Chosen Solution

Very difficult to find information about this, so I wonder if anyone here has experience repairing their own laptops or could point me in the right direction. The touchscreen only works intermittently. When it doesn’t work it usually disables the keyboard and trackpad ( I suspect some pin or circuit somewhere is not getting the right voltage, and that is causing the OS to put it into tablet mode[thus disabling the keyboard and touchpad]). I’ve got the touchpad and keyboard working consistently by disabling the touchscreen drivers. I don’t really want to replace the whole touchscreen if I can avoid it because it could just happen all over again with a new touchscreen. It also doesn’t look like HP will sell me a replacement, so I’ll have to get one from overseas (eBay, etc). I’m quite happy to open up the display and replace parts if I have to. If anyone has any experience about where the problem is (display cable, control board, etc) and whether it can be fixed without replacing the whole display, would be a great help.

Hi @debu_chocobo, You may have to open it up to find the motherboard’s make and model number number. (printed on the motherboard itself). Here’s the maintenance and service guide for the laptop, taken from this webpage. Go to p.55 to view the necessary pre-requisite steps and then the procedure to remove the systemboard. You don’t have to remove it! This is just to get access to it so that you can find the motherboard’s make and model number. Once you have the make and model number search online for (insert make and model number) schematics to hopefully find them. (Quanta Y0DE (Y0DD) board perhaps??) I could only find a Spectre X360 boardview file which may not be the one for your model anyway (this was without knowing the motherboard’s make and model number as I couldn’t find that out online). Also a boardview file (.brd file) is not a schematic. It is what it says, a view of the component layout on the board. Handy if a component is missing, damaged etc to know what it was and its value Looking at the service guide, the touchscreen is not a separately replaceable component as it is integrated with the LCD panel into the one display assembly. Even the touchscreen control wires are in with the video wires in the same cable and not in a separate cable. Finding the schematics would be a great help as without them it is guesswork (for me anyway) as to where the touchscreen circuit leaves the video cable connector on the motherboard to get to the controller (it may already be in with the touchscreen, I don’t know) and then to the IO interface chip (Input/Output) on the motherboard. As a further bit of information, as you most probably already have noted there are a lot of different display assemblies that can be used for the model. If it is determined that the touchscreen itself is the problem (maybe if the controller is there and not on the motherboard) then search online using the appropriate part number for your particular model only, to find suppliers of the display assembly. Usually the part number can be found on the back of the panel if you wish to verify which one you have. Hopefully a start. Update (06/07/2021) @debu_chocobo Can’t see it to well in the image you posted but what is printed along the edge of the board below the blue SSD?

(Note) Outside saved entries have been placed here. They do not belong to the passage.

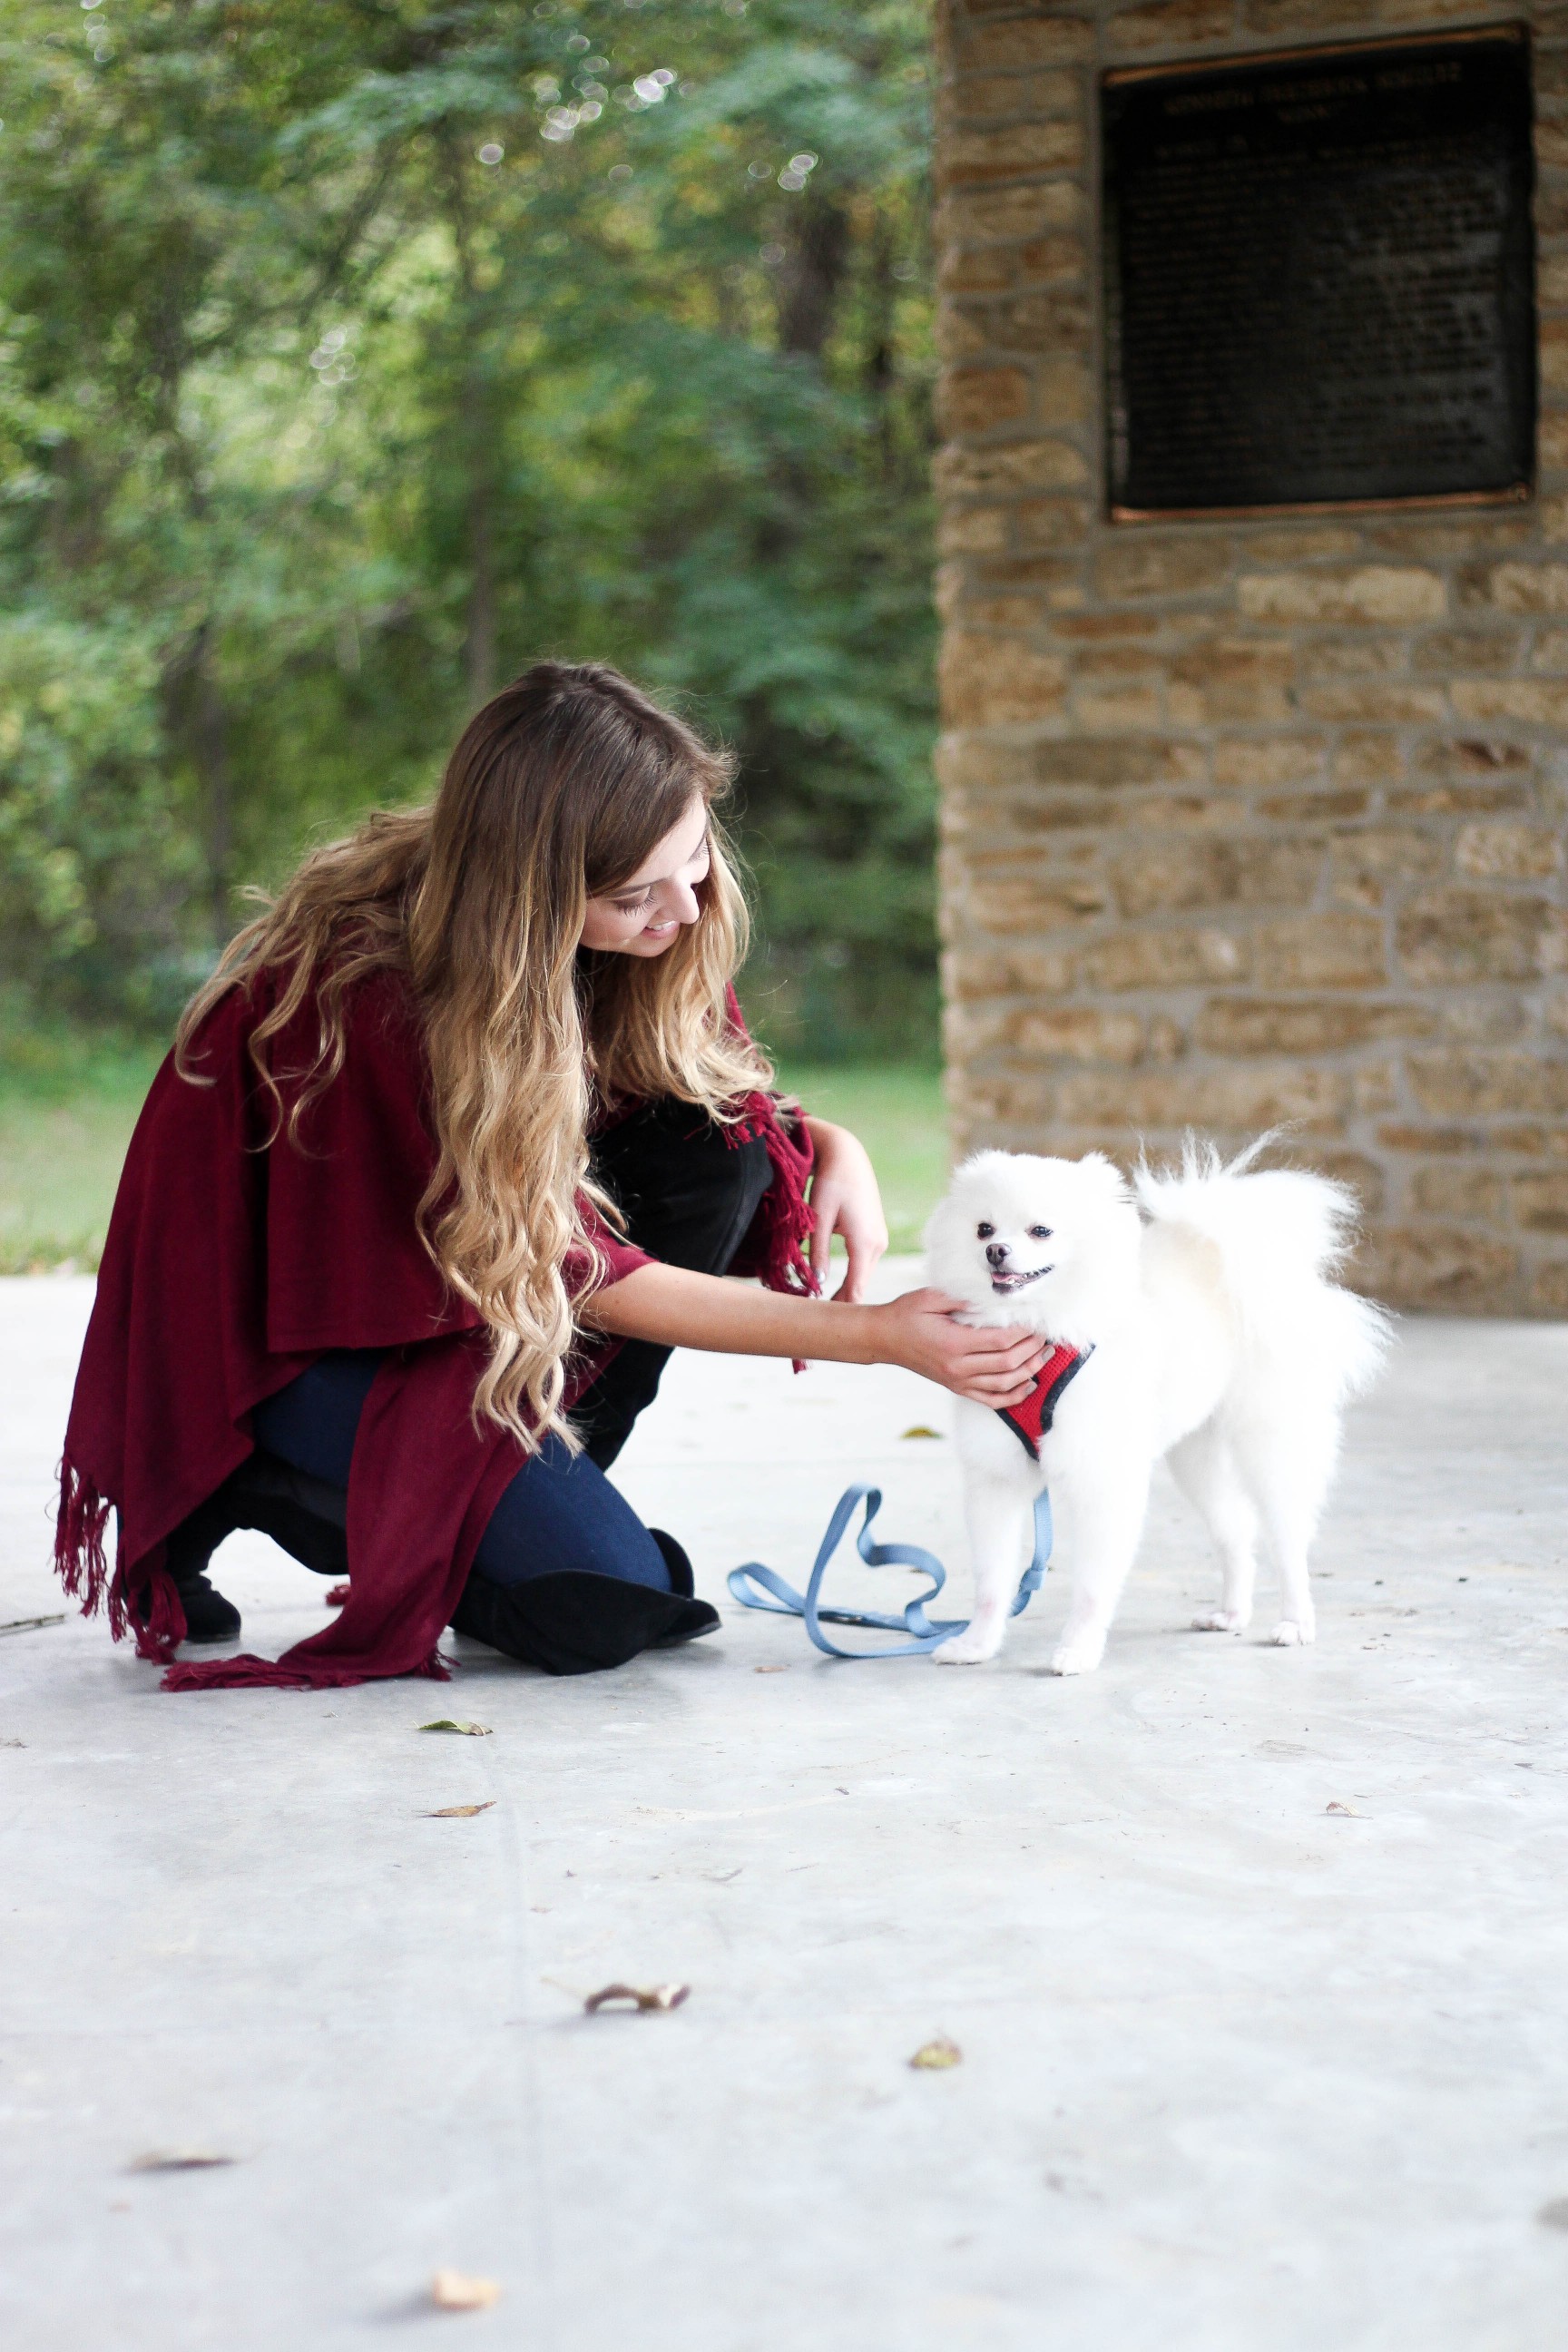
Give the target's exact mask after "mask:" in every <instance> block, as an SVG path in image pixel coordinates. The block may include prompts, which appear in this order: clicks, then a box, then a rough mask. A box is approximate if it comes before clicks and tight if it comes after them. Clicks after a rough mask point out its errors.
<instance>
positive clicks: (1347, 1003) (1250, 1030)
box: [1192, 997, 1439, 1054]
mask: <svg viewBox="0 0 1568 2352" xmlns="http://www.w3.org/2000/svg"><path fill="white" fill-rule="evenodd" d="M1436 1028H1439V1018H1436V1014H1434V1011H1432V1007H1427V1004H1373V1002H1366V1000H1354V997H1211V1000H1208V1004H1206V1007H1204V1011H1201V1014H1199V1018H1197V1025H1194V1030H1192V1035H1194V1042H1197V1044H1201V1047H1206V1051H1211V1054H1342V1051H1345V1049H1347V1047H1356V1044H1371V1042H1380V1040H1387V1037H1432V1035H1436Z"/></svg>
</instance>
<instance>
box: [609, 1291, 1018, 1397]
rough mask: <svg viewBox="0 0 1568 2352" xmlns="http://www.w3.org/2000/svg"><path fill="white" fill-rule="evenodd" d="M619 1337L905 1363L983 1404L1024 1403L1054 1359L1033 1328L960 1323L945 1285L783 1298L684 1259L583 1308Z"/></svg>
mask: <svg viewBox="0 0 1568 2352" xmlns="http://www.w3.org/2000/svg"><path fill="white" fill-rule="evenodd" d="M578 1312H581V1319H583V1322H588V1324H592V1327H595V1329H599V1331H614V1334H616V1336H618V1338H651V1341H658V1343H661V1345H665V1348H705V1350H708V1352H712V1355H783V1357H809V1355H816V1357H820V1359H823V1362H830V1364H903V1367H905V1371H919V1374H922V1378H926V1381H936V1383H938V1385H940V1388H950V1390H952V1392H954V1395H957V1397H971V1399H973V1402H976V1404H992V1406H1004V1404H1023V1399H1025V1397H1027V1395H1030V1390H1032V1385H1034V1374H1037V1371H1039V1367H1041V1364H1044V1359H1046V1355H1048V1345H1046V1341H1041V1338H1039V1334H1034V1331H1018V1329H1013V1331H976V1329H971V1327H969V1324H961V1322H954V1315H957V1301H954V1298H947V1296H945V1291H905V1294H903V1298H893V1301H889V1305H879V1308H870V1305H851V1303H842V1301H837V1298H785V1296H780V1294H778V1291H762V1289H750V1284H741V1282H724V1279H722V1277H717V1275H691V1272H686V1270H684V1268H679V1265H639V1268H637V1270H635V1272H630V1275H623V1279H621V1282H611V1284H609V1287H607V1289H602V1291H595V1294H592V1298H588V1301H585V1303H583V1305H581V1310H578Z"/></svg>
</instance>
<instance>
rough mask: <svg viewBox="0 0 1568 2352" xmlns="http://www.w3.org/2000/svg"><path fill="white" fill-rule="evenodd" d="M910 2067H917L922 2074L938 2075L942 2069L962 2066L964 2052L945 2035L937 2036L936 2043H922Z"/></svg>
mask: <svg viewBox="0 0 1568 2352" xmlns="http://www.w3.org/2000/svg"><path fill="white" fill-rule="evenodd" d="M910 2065H912V2067H919V2070H922V2074H938V2072H940V2070H943V2067H950V2065H964V2051H961V2049H959V2046H957V2042H950V2039H947V2034H938V2037H936V2042H922V2046H919V2049H917V2051H914V2056H912V2058H910Z"/></svg>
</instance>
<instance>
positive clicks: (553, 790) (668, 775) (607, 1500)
mask: <svg viewBox="0 0 1568 2352" xmlns="http://www.w3.org/2000/svg"><path fill="white" fill-rule="evenodd" d="M729 783H731V769H729V764H726V762H724V760H722V757H719V755H717V753H712V750H710V748H708V746H703V743H701V741H698V739H696V734H691V729H689V727H684V724H682V722H679V720H675V717H670V713H665V710H658V708H656V706H654V703H651V701H646V696H642V694H639V691H637V689H635V687H630V684H628V682H625V680H623V677H618V675H616V673H614V670H607V668H597V666H564V663H548V661H545V663H538V666H536V668H531V670H529V673H527V675H524V677H520V680H517V682H515V684H512V687H508V689H505V691H503V694H498V696H496V699H494V701H491V703H487V706H484V710H480V713H477V717H475V720H473V722H470V724H468V729H465V734H463V739H461V741H458V746H456V750H454V755H451V760H449V764H447V774H444V781H442V790H440V795H437V800H435V804H433V807H430V809H416V811H409V814H400V816H374V818H369V823H364V826H362V828H360V830H357V833H355V835H350V837H348V840H346V842H334V844H331V847H327V849H320V851H315V854H313V856H308V858H306V863H303V866H301V868H299V873H296V875H294V880H292V882H289V884H287V889H284V891H282V896H280V898H277V901H275V903H273V906H268V910H266V913H263V915H261V917H259V920H256V922H252V924H249V929H244V931H240V936H237V938H235V941H233V946H230V948H228V953H226V957H223V962H221V964H219V969H216V974H214V978H212V981H209V983H207V988H202V990H200V995H197V997H195V1000H193V1004H190V1007H188V1009H186V1014H183V1018H181V1025H179V1035H176V1047H174V1054H172V1056H169V1061H167V1063H165V1065H162V1070H160V1073H158V1080H155V1082H153V1091H150V1096H148V1103H146V1108H143V1112H141V1122H139V1127H136V1134H134V1138H132V1148H129V1155H127V1164H125V1176H122V1181H120V1192H118V1200H115V1214H113V1218H110V1230H108V1244H106V1251H103V1268H101V1277H99V1296H96V1305H94V1315H92V1324H89V1331H87V1343H85V1350H82V1367H80V1374H78V1388H75V1399H73V1409H71V1425H68V1432H66V1454H63V1463H61V1512H59V1531H56V1564H59V1571H61V1576H63V1581H66V1588H68V1590H71V1592H80V1595H82V1604H85V1611H87V1613H92V1611H94V1609H96V1606H99V1604H101V1602H103V1599H106V1602H108V1616H110V1625H113V1632H115V1637H120V1635H122V1632H125V1630H127V1625H129V1628H132V1630H134V1635H136V1649H139V1653H141V1656H146V1658H155V1661H160V1663H165V1665H167V1668H169V1672H167V1675H165V1686H167V1689H197V1686H209V1684H289V1686H329V1684H343V1682H362V1679H367V1677H376V1675H407V1672H423V1675H437V1677H440V1675H442V1672H444V1668H442V1665H440V1658H437V1642H440V1635H442V1628H444V1625H456V1628H458V1630H461V1632H470V1635H477V1637H480V1639H484V1642H491V1644H494V1646H496V1649H503V1651H508V1653H510V1656H515V1658H522V1661H529V1663H536V1665H543V1668H548V1670H550V1672H585V1670H590V1668H602V1665H618V1663H623V1661H625V1658H630V1656H632V1653H635V1651H639V1649H644V1646H649V1644H668V1642H684V1639H691V1637H693V1635H698V1632H708V1630H710V1628H712V1625H715V1623H717V1616H715V1611H712V1609H708V1606H705V1604H703V1602H696V1599H693V1597H691V1569H689V1564H686V1555H684V1552H682V1548H679V1543H675V1538H670V1536H665V1534H661V1531H658V1529H644V1526H642V1522H639V1519H637V1515H635V1512H632V1510H630V1505H628V1503H625V1501H623V1498H621V1496H618V1494H616V1489H614V1486H611V1484H609V1479H607V1477H604V1468H607V1465H609V1463H611V1461H614V1458H616V1454H618V1449H621V1446H623V1442H625V1435H628V1430H630V1425H632V1421H635V1416H637V1411H639V1409H642V1406H644V1404H646V1402H649V1399H651V1395H654V1390H656V1385H658V1374H661V1367H663V1362H665V1357H668V1352H670V1348H675V1345H686V1348H717V1350H729V1352H736V1355H780V1357H797V1359H799V1357H804V1355H816V1357H830V1359H839V1362H889V1364H905V1367H910V1369H912V1371H922V1374H926V1376H929V1378H933V1381H940V1383H943V1385H947V1388H952V1390H957V1392H959V1395H966V1397H980V1399H983V1402H990V1404H999V1406H1001V1404H1011V1402H1016V1399H1018V1397H1023V1395H1027V1390H1030V1383H1032V1374H1034V1369H1037V1364H1039V1359H1041V1348H1039V1343H1037V1341H1034V1338H1032V1336H1030V1334H997V1331H969V1329H964V1327H961V1324H957V1322H952V1317H950V1310H952V1303H950V1301H943V1298H940V1296H938V1294H933V1291H914V1294H910V1296H905V1298H898V1301H896V1303H893V1305H865V1303H863V1291H865V1277H867V1272H870V1268H872V1265H875V1261H877V1256H879V1254H882V1251H884V1249H886V1228H884V1221H882V1204H879V1197H877V1181H875V1176H872V1167H870V1160H867V1157H865V1152H863V1150H860V1145H858V1143H856V1138H853V1136H849V1134H846V1131H844V1129H839V1127H830V1124H827V1122H823V1120H811V1117H804V1115H802V1112H795V1110H792V1108H785V1105H780V1103H778V1101H776V1096H773V1094H771V1068H769V1063H766V1058H764V1056H762V1054H759V1051H757V1047H755V1044H752V1040H750V1037H748V1035H745V1028H743V1023H741V1011H738V1007H736V1000H733V990H731V976H733V971H736V967H738V962H741V957H743V950H745V906H743V898H741V891H738V887H736V880H733V873H731V866H729V861H726V854H724V837H722V830H719V823H717V814H715V811H717V807H719V802H722V800H724V795H726V790H729ZM806 1185H809V1204H806ZM832 1232H839V1235H842V1237H844V1244H846V1251H849V1275H846V1282H844V1284H842V1289H839V1294H837V1301H832V1303H825V1301H816V1298H811V1291H816V1289H818V1279H820V1275H823V1270H825V1265H827V1247H830V1237H832ZM806 1240H811V1261H806V1256H804V1254H802V1244H804V1242H806ZM722 1275H759V1277H762V1284H764V1287H762V1289H750V1287H741V1284H738V1282H724V1279H719V1277H722ZM110 1508H113V1510H115V1512H118V1559H115V1569H113V1573H110V1571H108V1562H106V1557H103V1529H106V1522H108V1510H110ZM237 1526H259V1529H266V1531H268V1534H270V1536H273V1538H275V1541H277V1543H282V1548H284V1550H289V1552H294V1557H296V1559H303V1562H306V1564H308V1566H310V1569H317V1571H322V1573H329V1576H348V1581H350V1590H348V1602H346V1606H343V1611H341V1616H339V1618H336V1621H334V1623H331V1625H327V1630H322V1632H320V1635H315V1637H313V1639H308V1642H301V1644H296V1649H292V1651H287V1656H284V1658H280V1661H263V1658H247V1656H237V1658H223V1661H209V1663H188V1661H181V1663H172V1658H174V1649H176V1644H179V1642H183V1639H195V1642H202V1639H207V1642H223V1639H233V1637H235V1635H237V1632H240V1616H237V1611H235V1609H233V1606H230V1604H228V1602H226V1599H223V1597H221V1595H219V1592H216V1590H214V1588H212V1583H209V1578H207V1573H205V1571H207V1562H209V1559H212V1552H214V1550H216V1545H219V1543H221V1541H223V1536H228V1534H230V1531H233V1529H237Z"/></svg>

(click on image to enlarge for better viewing) This is the first time you mentioned a broken hinge. Was the laptop dropped or mishandled to cause this or did it come this way? You said there was a refurbished sticker in the laptop which usually means used but good as new. Was there a date on the sticker or were you advised that it was a refurbished model? Did you check the video cable for damage where it passes through the other hinge?